Having dietary restrictions, there’s a lot I can’t eat. Luckily, I’m not alone in this plight, with 16 million vegetarians and vegans in America. However, when we have to cook food we can’t actually eat (i.e. a Celiac making brownies for a friend’s birthday), a problem arises: How do we know what the food tastes like if we can’t eat it?
I wanted to prove that you don’t always need to taste your food to know it will be a success. I chose the most beloved food in the world: Chocolate chip cookies. I’ve made chocolate chip cookies before, and years of watching Masterchef prepared me well for this cooking challenge, so I felt confident in my baking abilities.
I used the classic NestléⓇ Toll HouseⓇ Chocolate Chip Cookie recipe and rounded up some hungry Spoonies to act as my test group. In addition to tasting the homemade cookies, they also tried store-bought chocolate chip cookies and gave feedback on both.
I prepared a survey sheet to get honest evaluations — I asked the cookie critics to rank both cookies based on desired sweetness, texture, and ratio of chocolate chips to dough.
Success! (According to my friends.) The combination of perfect ratios and straight-out-of-the-oven warmth set the homemade cookies apart from the store-bought brand.
On a scale from 1-7 with 7 being the best, the store-bought cookies ranked on the lower end of the spectrum, while the homemade cookies received 5-7’s in the taste category.
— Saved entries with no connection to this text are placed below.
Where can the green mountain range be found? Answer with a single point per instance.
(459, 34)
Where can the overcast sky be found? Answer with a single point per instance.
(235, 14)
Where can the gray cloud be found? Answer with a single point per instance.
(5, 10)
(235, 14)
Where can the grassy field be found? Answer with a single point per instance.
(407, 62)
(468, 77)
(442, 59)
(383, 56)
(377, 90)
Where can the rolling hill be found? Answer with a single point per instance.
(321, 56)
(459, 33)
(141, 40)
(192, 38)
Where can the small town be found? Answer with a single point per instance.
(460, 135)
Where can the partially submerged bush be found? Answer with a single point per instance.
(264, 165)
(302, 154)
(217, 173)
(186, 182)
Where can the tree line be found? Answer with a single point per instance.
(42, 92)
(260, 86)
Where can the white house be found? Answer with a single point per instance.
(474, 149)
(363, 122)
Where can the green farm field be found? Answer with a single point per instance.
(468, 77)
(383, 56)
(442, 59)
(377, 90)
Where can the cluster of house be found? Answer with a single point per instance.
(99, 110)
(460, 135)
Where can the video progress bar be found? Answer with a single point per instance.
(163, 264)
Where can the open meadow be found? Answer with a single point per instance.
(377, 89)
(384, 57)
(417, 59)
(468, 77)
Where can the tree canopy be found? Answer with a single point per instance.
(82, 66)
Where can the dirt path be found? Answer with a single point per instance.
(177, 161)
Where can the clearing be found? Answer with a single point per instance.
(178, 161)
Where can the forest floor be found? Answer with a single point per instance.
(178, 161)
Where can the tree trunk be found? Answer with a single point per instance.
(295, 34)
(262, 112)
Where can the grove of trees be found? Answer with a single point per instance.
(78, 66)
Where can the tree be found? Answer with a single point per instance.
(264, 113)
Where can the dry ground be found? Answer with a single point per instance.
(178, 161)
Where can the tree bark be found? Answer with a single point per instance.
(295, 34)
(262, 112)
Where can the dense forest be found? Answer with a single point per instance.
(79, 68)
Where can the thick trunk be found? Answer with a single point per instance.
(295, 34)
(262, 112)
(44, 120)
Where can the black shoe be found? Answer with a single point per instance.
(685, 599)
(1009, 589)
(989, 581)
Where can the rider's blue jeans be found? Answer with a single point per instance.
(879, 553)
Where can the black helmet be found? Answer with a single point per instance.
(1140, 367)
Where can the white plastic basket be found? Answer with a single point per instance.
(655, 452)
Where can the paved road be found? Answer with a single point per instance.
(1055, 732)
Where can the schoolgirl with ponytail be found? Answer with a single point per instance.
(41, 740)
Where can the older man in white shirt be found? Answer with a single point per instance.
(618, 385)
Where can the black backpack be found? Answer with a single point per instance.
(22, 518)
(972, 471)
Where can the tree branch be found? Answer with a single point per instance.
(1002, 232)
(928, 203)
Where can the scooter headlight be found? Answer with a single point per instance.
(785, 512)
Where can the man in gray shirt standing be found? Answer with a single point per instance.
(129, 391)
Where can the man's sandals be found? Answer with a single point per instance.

Some notes left about the store-bought cookies were: “Personally, I like soft and chewy cookies, and these were the opposite,” and “Super dry. Tastes like sadness.”
The final question:
The last question I had for the cookie critics was: “Do you think that it’s necessary to taste your food in order to know if it will turn out okay?”
Almost all answered “no,” but pointed out that there are instances when tasting your food is important. And I agree — especially when seasoning. However, I don’t believe that a gluten-, sugar-, dairy-, and lectin-free foodie, such as myself, should be afraid of baking cookies because she will never know if they taste like they did in her childhood.
I didn’t come up with this test as a source of validation for my baking abilities, but rather to encourage people to take risks when it comes to food, whether that’s trying to recreate a Pinterest-worthy recipe or ordering that dish you’ve always been curious about (#SpoonTip: Beware of sweetbreads).
Whether you’re vegetarian, vegan, or on a special diet, just because you’ve said goodbye to certain foods doesn’t mean you can’t revisit them. We can still gain from cooking we may not get to enjoy — I certainly loved being back in a kitchen filled with the aromas of vanilla and cookie dough.